Runbook — Budget Alerts

Alert: Budget Threshold Crossed (50% or 80%)

Section titled “Alert: Budget Threshold Crossed (50% or 80%)”

Topic: Discord webhook (or budget.alert.threshold on bus)

Triggered when: Project daily spend or total daily spend exceeds 50% or 80% of the configured cap.

  1. Check current spend via the metrics endpoint or ops.alert.budget events
  2. Review recent budget.decision.* events for the project/agent
  3. If approaching $10 project cap — consider pausing non-critical agent runs
  4. If approaching $50 daily cap — escalate to team lead immediately
  • Spend is on track with expected project activity
  • Threshold is 50% and there is no unusual spike

Topic: ops.alert.budget with type: "autonomous_rate_below_threshold"

Triggered when: The 24-hour autonomous rate drops below 85%.

  1. Read the diagnostic report in the alert payload — it includes tier breakdown
  2. Check for unusual L3 escalation patterns (are certain agents/projects spiking?)
  3. Review tier thresholds — are they still appropriate for current usage patterns?
  4. Do NOT auto-adjust tier thresholds or circuit breaker config without a team review
  5. Open a ticket for the engineering team to review and adjust configuration

Topic: ops.alert.budget with type: "cost_discrepancy"

Triggered when: The actual post-execution cost differs from the pre-flight estimate by more than 20%.

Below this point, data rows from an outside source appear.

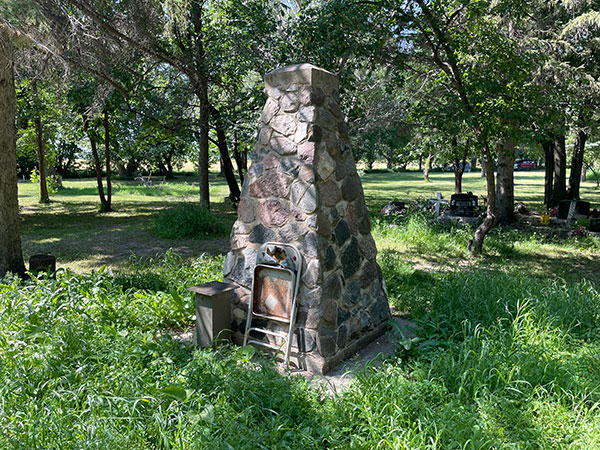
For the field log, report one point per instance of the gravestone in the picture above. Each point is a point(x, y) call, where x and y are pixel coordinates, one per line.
point(464, 205)
point(302, 188)
point(439, 200)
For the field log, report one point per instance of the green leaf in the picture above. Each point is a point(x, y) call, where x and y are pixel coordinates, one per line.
point(176, 392)
point(246, 353)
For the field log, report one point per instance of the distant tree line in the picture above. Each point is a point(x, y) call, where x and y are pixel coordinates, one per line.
point(145, 85)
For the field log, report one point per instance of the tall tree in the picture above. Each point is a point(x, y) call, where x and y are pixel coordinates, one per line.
point(11, 255)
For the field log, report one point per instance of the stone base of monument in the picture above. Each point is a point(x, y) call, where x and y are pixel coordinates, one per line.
point(303, 189)
point(315, 363)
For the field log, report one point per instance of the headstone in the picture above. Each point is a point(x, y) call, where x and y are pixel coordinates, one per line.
point(439, 200)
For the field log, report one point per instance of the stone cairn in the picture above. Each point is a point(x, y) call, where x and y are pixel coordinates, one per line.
point(302, 188)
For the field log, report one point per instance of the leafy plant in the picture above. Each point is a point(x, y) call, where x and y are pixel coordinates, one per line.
point(187, 220)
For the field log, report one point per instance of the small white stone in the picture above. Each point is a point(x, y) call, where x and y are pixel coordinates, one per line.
point(289, 102)
point(284, 124)
point(271, 108)
point(264, 135)
point(298, 189)
point(301, 132)
point(325, 166)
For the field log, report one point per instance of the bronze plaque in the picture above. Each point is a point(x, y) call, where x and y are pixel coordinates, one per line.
point(273, 292)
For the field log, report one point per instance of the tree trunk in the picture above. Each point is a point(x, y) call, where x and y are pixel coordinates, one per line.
point(577, 163)
point(203, 146)
point(234, 190)
point(548, 147)
point(107, 159)
point(458, 173)
point(560, 170)
point(11, 255)
point(200, 84)
point(238, 159)
point(97, 165)
point(41, 154)
point(476, 244)
point(169, 162)
point(427, 167)
point(473, 164)
point(505, 185)
point(121, 169)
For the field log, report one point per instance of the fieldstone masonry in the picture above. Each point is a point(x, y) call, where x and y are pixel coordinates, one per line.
point(302, 188)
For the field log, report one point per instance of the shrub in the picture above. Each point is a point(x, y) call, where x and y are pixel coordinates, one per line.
point(188, 221)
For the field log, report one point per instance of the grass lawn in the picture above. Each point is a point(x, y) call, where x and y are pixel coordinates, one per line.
point(507, 353)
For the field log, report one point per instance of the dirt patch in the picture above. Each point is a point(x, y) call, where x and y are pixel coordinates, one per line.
point(113, 246)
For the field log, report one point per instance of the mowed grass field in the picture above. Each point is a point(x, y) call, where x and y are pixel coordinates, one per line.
point(507, 352)
point(72, 229)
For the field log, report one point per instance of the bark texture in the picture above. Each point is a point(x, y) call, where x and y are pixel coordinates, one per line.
point(577, 163)
point(559, 191)
point(200, 84)
point(548, 147)
point(11, 255)
point(505, 184)
point(107, 161)
point(476, 244)
point(41, 154)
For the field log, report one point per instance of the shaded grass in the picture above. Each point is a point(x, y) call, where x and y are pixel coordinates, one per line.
point(502, 361)
point(507, 353)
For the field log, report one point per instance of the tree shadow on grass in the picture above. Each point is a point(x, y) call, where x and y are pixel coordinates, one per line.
point(78, 233)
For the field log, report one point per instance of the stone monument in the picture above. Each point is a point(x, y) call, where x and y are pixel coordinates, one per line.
point(302, 188)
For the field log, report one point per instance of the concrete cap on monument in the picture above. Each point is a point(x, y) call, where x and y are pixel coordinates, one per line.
point(300, 74)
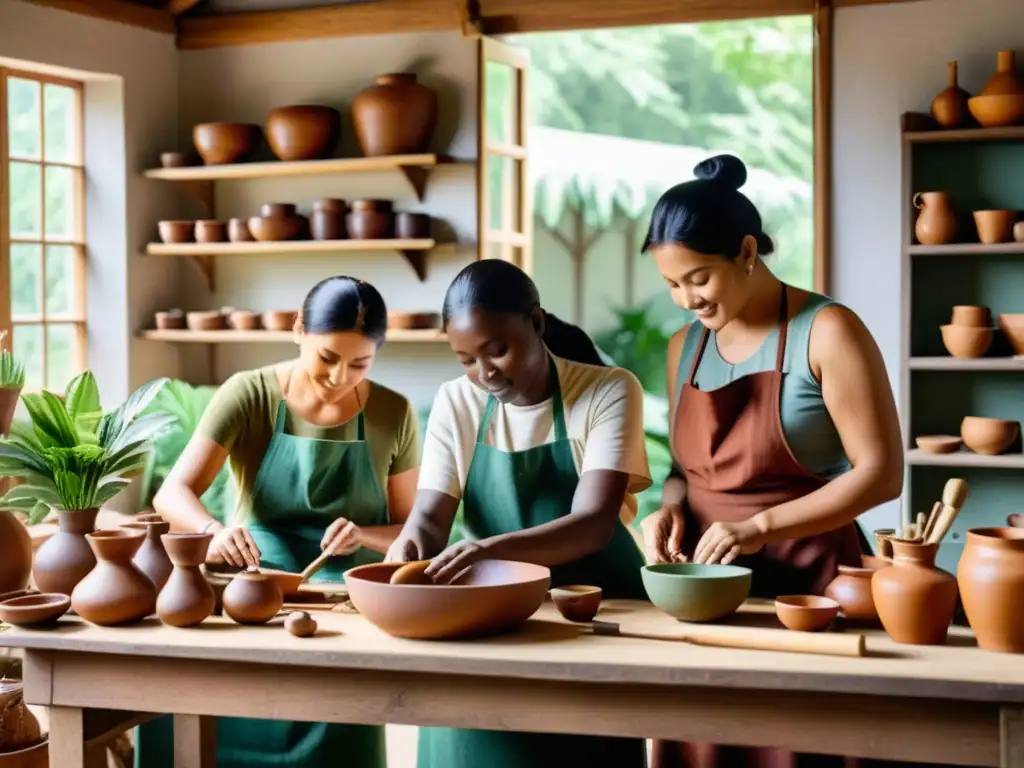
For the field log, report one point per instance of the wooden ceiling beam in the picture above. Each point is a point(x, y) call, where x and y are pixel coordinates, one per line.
point(121, 11)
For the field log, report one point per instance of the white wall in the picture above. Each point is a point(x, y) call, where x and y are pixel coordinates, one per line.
point(890, 59)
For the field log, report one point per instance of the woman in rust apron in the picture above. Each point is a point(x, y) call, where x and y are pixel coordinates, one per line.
point(779, 452)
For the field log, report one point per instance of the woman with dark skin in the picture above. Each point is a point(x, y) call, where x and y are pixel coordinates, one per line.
point(783, 424)
point(545, 454)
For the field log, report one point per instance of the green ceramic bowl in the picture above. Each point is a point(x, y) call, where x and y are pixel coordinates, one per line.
point(696, 593)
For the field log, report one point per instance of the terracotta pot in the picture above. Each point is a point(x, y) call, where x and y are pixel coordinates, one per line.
point(302, 131)
point(396, 116)
point(949, 107)
point(852, 590)
point(66, 558)
point(187, 598)
point(936, 223)
point(15, 553)
point(152, 559)
point(915, 600)
point(116, 592)
point(252, 598)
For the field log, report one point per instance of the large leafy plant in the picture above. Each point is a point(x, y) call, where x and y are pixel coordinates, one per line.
point(72, 455)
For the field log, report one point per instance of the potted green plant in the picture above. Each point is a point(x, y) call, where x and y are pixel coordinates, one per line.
point(73, 457)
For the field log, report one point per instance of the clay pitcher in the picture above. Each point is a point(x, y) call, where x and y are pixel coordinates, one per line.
point(990, 574)
point(66, 558)
point(151, 558)
point(116, 592)
point(936, 223)
point(396, 116)
point(914, 599)
point(187, 598)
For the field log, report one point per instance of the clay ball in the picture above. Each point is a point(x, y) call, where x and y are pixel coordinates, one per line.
point(300, 624)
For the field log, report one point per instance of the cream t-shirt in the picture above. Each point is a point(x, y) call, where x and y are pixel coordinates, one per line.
point(603, 418)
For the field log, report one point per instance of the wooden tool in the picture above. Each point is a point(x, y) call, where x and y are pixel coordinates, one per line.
point(833, 644)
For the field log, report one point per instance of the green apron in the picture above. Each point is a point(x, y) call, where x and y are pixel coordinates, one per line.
point(508, 492)
point(303, 484)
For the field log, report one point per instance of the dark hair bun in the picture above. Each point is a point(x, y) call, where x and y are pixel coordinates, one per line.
point(724, 169)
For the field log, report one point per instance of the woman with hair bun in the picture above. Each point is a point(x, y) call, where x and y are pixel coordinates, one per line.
point(325, 460)
point(783, 428)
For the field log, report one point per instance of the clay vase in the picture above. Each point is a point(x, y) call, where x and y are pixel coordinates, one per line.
point(15, 553)
point(252, 598)
point(152, 559)
point(936, 223)
point(187, 598)
point(915, 600)
point(990, 576)
point(66, 558)
point(116, 592)
point(949, 107)
point(396, 116)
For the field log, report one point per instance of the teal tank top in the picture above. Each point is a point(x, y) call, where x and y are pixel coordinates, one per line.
point(806, 423)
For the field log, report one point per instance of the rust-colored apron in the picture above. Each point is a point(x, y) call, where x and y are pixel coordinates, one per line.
point(737, 463)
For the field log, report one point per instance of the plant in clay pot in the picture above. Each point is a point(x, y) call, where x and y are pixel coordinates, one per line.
point(72, 457)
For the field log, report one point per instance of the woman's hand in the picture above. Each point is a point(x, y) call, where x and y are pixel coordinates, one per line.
point(232, 545)
point(663, 535)
point(724, 542)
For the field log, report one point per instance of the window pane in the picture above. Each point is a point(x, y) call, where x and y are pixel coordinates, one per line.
point(29, 348)
point(26, 201)
point(61, 293)
point(26, 279)
point(60, 121)
point(60, 203)
point(59, 356)
point(24, 129)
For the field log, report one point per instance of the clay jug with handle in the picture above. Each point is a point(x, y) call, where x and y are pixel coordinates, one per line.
point(936, 224)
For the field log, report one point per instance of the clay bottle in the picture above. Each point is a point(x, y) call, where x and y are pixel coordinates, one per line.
point(186, 598)
point(915, 600)
point(116, 592)
point(990, 574)
point(66, 558)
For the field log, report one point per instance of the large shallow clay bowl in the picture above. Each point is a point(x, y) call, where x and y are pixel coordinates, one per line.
point(989, 436)
point(220, 143)
point(496, 596)
point(965, 341)
point(692, 592)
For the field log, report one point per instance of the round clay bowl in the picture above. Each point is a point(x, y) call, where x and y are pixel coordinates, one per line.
point(221, 143)
point(577, 602)
point(989, 436)
point(30, 610)
point(965, 341)
point(806, 612)
point(692, 592)
point(496, 596)
point(938, 443)
point(302, 131)
point(176, 231)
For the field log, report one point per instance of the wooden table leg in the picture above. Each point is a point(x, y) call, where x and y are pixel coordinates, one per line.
point(195, 741)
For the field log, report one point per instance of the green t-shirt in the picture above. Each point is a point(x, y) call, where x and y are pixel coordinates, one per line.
point(242, 415)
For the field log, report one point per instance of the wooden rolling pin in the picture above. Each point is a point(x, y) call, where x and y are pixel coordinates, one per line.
point(830, 644)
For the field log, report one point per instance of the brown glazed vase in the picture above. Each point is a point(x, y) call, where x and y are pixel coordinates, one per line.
point(990, 574)
point(187, 598)
point(152, 559)
point(915, 600)
point(396, 116)
point(116, 592)
point(66, 558)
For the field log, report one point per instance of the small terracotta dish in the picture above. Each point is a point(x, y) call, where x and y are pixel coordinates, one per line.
point(577, 602)
point(33, 610)
point(806, 612)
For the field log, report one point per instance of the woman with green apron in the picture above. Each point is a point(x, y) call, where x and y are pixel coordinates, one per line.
point(324, 460)
point(546, 454)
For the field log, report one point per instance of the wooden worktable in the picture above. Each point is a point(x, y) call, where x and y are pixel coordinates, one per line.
point(952, 705)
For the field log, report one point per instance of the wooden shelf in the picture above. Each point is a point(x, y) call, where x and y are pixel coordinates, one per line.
point(271, 337)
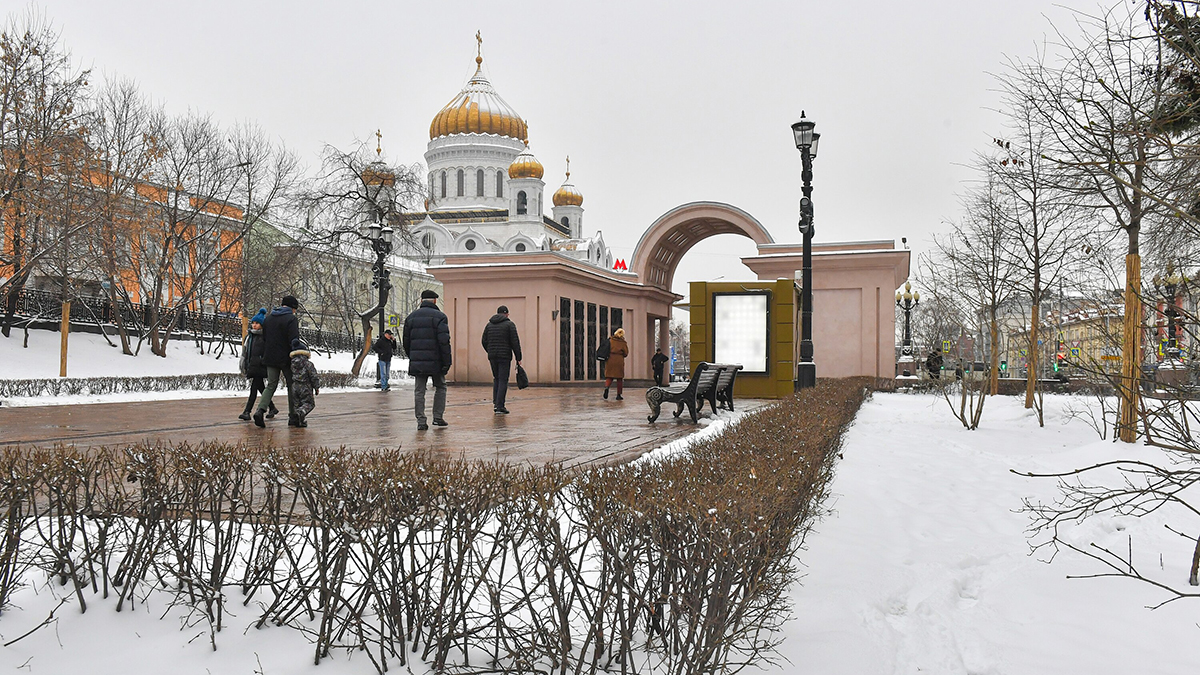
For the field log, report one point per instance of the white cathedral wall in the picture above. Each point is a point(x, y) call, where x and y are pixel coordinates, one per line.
point(471, 153)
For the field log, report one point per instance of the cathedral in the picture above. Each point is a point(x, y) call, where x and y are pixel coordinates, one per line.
point(486, 189)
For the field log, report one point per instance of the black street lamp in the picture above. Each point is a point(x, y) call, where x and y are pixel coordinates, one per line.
point(1170, 286)
point(907, 302)
point(807, 143)
point(381, 238)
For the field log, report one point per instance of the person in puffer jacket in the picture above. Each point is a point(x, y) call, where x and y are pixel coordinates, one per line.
point(252, 366)
point(305, 381)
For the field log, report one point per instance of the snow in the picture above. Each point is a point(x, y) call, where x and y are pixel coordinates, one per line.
point(924, 566)
point(90, 356)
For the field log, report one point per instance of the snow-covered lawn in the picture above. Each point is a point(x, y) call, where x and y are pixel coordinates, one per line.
point(924, 565)
point(91, 356)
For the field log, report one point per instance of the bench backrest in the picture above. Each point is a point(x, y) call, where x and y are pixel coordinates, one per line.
point(727, 371)
point(706, 380)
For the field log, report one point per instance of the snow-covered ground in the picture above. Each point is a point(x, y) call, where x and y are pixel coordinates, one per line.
point(91, 356)
point(924, 565)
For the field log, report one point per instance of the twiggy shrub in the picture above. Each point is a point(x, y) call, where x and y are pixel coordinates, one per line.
point(672, 566)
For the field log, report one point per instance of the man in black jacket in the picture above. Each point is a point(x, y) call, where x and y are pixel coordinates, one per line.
point(279, 330)
point(385, 346)
point(427, 344)
point(502, 344)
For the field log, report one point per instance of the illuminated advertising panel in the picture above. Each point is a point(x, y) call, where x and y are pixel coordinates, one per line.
point(739, 330)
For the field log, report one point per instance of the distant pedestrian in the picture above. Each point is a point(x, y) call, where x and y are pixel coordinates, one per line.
point(934, 364)
point(305, 382)
point(503, 344)
point(385, 346)
point(426, 339)
point(616, 366)
point(280, 328)
point(658, 362)
point(251, 364)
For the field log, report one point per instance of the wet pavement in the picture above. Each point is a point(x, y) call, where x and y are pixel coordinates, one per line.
point(569, 425)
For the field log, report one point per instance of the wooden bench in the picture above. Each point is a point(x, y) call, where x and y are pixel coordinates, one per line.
point(699, 388)
point(723, 392)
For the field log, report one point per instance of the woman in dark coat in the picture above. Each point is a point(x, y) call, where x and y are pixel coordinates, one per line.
point(615, 368)
point(251, 364)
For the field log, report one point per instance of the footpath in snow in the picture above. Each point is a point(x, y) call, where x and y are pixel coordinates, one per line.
point(924, 566)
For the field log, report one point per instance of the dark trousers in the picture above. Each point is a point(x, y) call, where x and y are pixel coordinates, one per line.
point(501, 381)
point(256, 386)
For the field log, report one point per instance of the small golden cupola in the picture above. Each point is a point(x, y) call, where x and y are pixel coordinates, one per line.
point(526, 166)
point(567, 195)
point(478, 108)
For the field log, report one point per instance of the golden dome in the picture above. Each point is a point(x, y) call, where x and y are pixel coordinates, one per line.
point(567, 195)
point(526, 165)
point(478, 108)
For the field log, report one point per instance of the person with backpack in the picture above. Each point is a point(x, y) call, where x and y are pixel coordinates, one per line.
point(251, 364)
point(503, 344)
point(615, 369)
point(280, 328)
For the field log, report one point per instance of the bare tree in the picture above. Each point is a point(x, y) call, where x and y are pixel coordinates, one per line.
point(42, 121)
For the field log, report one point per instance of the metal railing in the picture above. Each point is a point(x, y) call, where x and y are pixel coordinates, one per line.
point(42, 305)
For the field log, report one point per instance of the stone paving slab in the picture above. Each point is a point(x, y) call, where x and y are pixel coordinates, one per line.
point(569, 425)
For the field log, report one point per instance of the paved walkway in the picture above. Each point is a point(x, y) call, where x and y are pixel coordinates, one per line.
point(571, 425)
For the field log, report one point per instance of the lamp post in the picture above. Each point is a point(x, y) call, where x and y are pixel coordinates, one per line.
point(807, 143)
point(381, 238)
point(907, 302)
point(1171, 371)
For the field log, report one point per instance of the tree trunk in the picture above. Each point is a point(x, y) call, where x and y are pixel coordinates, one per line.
point(1032, 376)
point(1131, 365)
point(994, 378)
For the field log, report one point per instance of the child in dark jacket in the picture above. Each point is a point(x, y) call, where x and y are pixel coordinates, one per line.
point(305, 381)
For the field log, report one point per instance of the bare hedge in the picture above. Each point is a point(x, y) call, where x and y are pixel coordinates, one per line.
point(678, 566)
point(97, 386)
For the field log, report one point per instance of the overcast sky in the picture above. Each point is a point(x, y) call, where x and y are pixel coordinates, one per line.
point(658, 103)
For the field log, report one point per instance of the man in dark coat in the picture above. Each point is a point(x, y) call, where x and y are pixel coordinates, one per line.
point(503, 344)
point(658, 362)
point(280, 328)
point(385, 346)
point(427, 344)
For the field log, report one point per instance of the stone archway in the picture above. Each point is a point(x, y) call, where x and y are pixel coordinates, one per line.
point(659, 250)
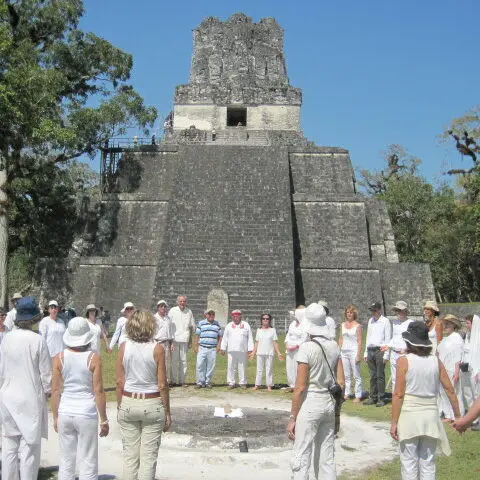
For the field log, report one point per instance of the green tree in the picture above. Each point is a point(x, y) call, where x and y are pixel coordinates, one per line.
point(51, 75)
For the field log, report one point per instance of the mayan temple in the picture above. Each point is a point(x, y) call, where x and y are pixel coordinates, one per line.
point(233, 205)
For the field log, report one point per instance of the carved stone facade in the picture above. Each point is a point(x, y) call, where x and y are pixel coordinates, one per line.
point(253, 210)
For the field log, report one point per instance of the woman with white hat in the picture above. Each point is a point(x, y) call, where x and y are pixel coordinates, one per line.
point(312, 419)
point(142, 396)
point(25, 376)
point(96, 326)
point(78, 398)
point(450, 352)
point(415, 421)
point(431, 312)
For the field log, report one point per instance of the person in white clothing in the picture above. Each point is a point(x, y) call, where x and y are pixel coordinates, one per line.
point(25, 383)
point(295, 336)
point(265, 347)
point(52, 328)
point(397, 345)
point(98, 331)
point(237, 340)
point(142, 397)
point(415, 421)
point(119, 335)
point(350, 342)
point(450, 352)
point(77, 394)
point(10, 320)
point(183, 327)
point(312, 419)
point(379, 333)
point(331, 324)
point(165, 334)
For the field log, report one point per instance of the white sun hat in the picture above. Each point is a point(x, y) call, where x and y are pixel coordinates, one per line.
point(78, 333)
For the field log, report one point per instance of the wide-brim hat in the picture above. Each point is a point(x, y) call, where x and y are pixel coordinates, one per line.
point(78, 333)
point(91, 306)
point(127, 305)
point(401, 306)
point(315, 320)
point(417, 335)
point(452, 319)
point(429, 305)
point(27, 310)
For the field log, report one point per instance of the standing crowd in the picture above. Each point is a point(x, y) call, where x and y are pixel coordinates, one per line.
point(434, 373)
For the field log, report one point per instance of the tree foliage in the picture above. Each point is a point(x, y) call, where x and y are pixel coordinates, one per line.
point(63, 93)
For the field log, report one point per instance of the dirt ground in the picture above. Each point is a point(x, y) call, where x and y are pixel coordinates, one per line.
point(211, 454)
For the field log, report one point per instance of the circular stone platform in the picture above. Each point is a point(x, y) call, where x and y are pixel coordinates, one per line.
point(259, 427)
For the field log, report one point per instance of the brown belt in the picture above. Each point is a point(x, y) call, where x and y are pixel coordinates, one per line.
point(141, 396)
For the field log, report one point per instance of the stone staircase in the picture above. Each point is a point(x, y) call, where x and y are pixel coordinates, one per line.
point(229, 227)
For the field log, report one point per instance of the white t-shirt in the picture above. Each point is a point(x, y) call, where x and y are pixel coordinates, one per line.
point(52, 331)
point(310, 353)
point(265, 338)
point(182, 322)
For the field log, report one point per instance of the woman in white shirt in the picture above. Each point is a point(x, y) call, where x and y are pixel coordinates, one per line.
point(77, 395)
point(265, 347)
point(52, 328)
point(350, 343)
point(96, 326)
point(142, 396)
point(450, 352)
point(415, 420)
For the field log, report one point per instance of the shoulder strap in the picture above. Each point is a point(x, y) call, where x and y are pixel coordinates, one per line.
point(326, 359)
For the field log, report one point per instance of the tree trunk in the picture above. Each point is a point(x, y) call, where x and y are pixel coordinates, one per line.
point(3, 235)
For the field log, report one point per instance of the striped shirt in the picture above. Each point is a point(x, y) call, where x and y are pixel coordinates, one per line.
point(208, 333)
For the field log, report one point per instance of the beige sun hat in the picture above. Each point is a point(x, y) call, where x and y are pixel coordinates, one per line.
point(431, 306)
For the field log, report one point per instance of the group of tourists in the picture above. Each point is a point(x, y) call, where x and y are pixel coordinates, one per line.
point(435, 373)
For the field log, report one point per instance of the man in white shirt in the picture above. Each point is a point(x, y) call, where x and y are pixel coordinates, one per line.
point(237, 340)
point(11, 315)
point(119, 335)
point(164, 333)
point(397, 345)
point(183, 327)
point(379, 333)
point(332, 326)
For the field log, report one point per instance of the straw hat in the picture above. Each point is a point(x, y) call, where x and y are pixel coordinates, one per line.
point(78, 333)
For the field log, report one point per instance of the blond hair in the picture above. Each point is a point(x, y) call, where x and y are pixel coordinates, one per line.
point(353, 309)
point(141, 326)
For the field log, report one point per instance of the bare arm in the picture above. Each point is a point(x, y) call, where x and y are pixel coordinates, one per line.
point(447, 386)
point(57, 387)
point(159, 356)
point(298, 396)
point(120, 373)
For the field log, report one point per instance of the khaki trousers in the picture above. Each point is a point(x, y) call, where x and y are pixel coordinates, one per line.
point(141, 423)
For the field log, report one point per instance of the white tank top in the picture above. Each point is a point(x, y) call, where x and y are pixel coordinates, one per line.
point(140, 367)
point(77, 398)
point(423, 376)
point(349, 336)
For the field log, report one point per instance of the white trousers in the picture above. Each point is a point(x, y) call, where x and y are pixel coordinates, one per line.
point(444, 403)
point(78, 438)
point(417, 458)
point(264, 362)
point(315, 434)
point(291, 364)
point(20, 460)
point(179, 363)
point(141, 423)
point(237, 362)
point(351, 367)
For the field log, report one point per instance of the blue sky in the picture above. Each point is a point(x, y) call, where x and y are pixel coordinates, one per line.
point(372, 72)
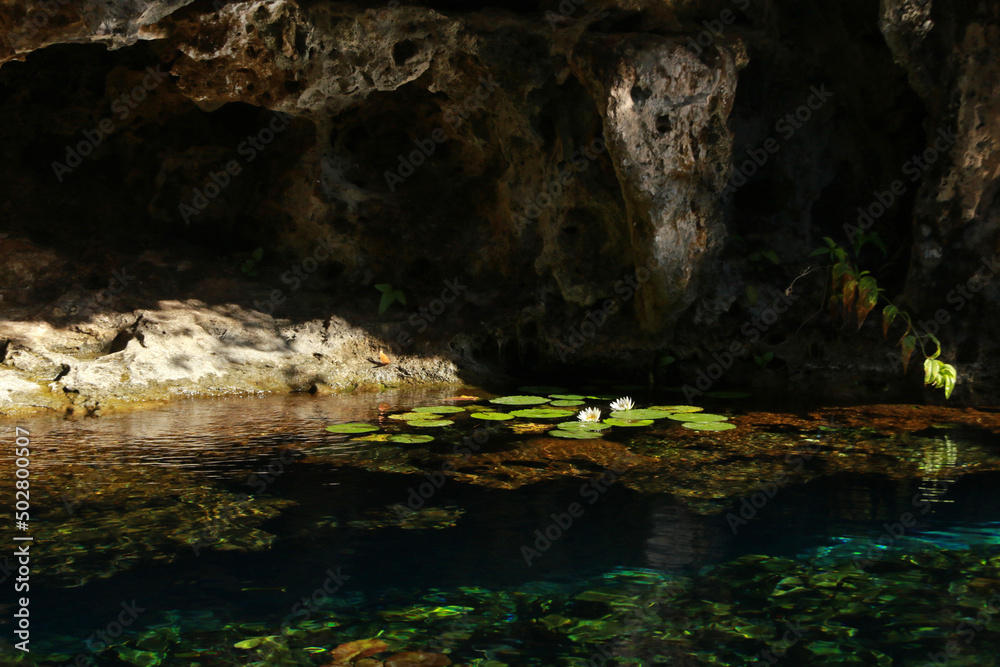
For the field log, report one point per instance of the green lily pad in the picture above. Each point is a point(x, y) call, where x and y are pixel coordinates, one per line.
point(541, 413)
point(628, 422)
point(492, 416)
point(698, 417)
point(709, 426)
point(519, 400)
point(410, 438)
point(575, 435)
point(647, 413)
point(583, 426)
point(353, 427)
point(545, 391)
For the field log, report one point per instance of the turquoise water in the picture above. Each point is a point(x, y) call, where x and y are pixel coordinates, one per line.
point(242, 532)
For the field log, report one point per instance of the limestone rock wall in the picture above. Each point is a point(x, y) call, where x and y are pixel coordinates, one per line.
point(194, 189)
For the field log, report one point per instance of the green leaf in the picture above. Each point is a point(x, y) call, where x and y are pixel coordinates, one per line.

  1. Check the estimated vs actual values in the alert payload
  2. Review the model being used — is it returning more tokens than expected?
  3. Adjust estimatedCompletionTokens in the calling code if consistently over-estimating
  4. The budget tracker will adjust the recorded spend to the actual value automatically
  5. If discrepancy is systematic (>20% consistently), escalate to HITL for budget review

Topic: budget.circuit.open.{goalId}:{agentId}

Triggered when: A goal×agent circuit breaker transitions to OPEN state.

  1. Identify which goalId:agentId combination tripped the breaker
  2. Review the recent budget_ledger records for that combination
  3. Determine root cause: was the budget exhausted, or is there a runaway agent?
  4. If the agent is behaving correctly and budget is available, use the emergency override:
// From ops console or emergency responder tooling
circuitBreaker.override("goal-id", "agent-id", "CLOSED", "budget replenished — resuming", "ops-oncall");
  1. Log the override with justification (cost deducted from next period’s allocation)
  2. Monitor the agent for the next 10 minutes to confirm normal behavior

Topic: hitl.expired.{correlationId}

Triggered when: A HITL approval request expires without a decision (default: 30 minutes).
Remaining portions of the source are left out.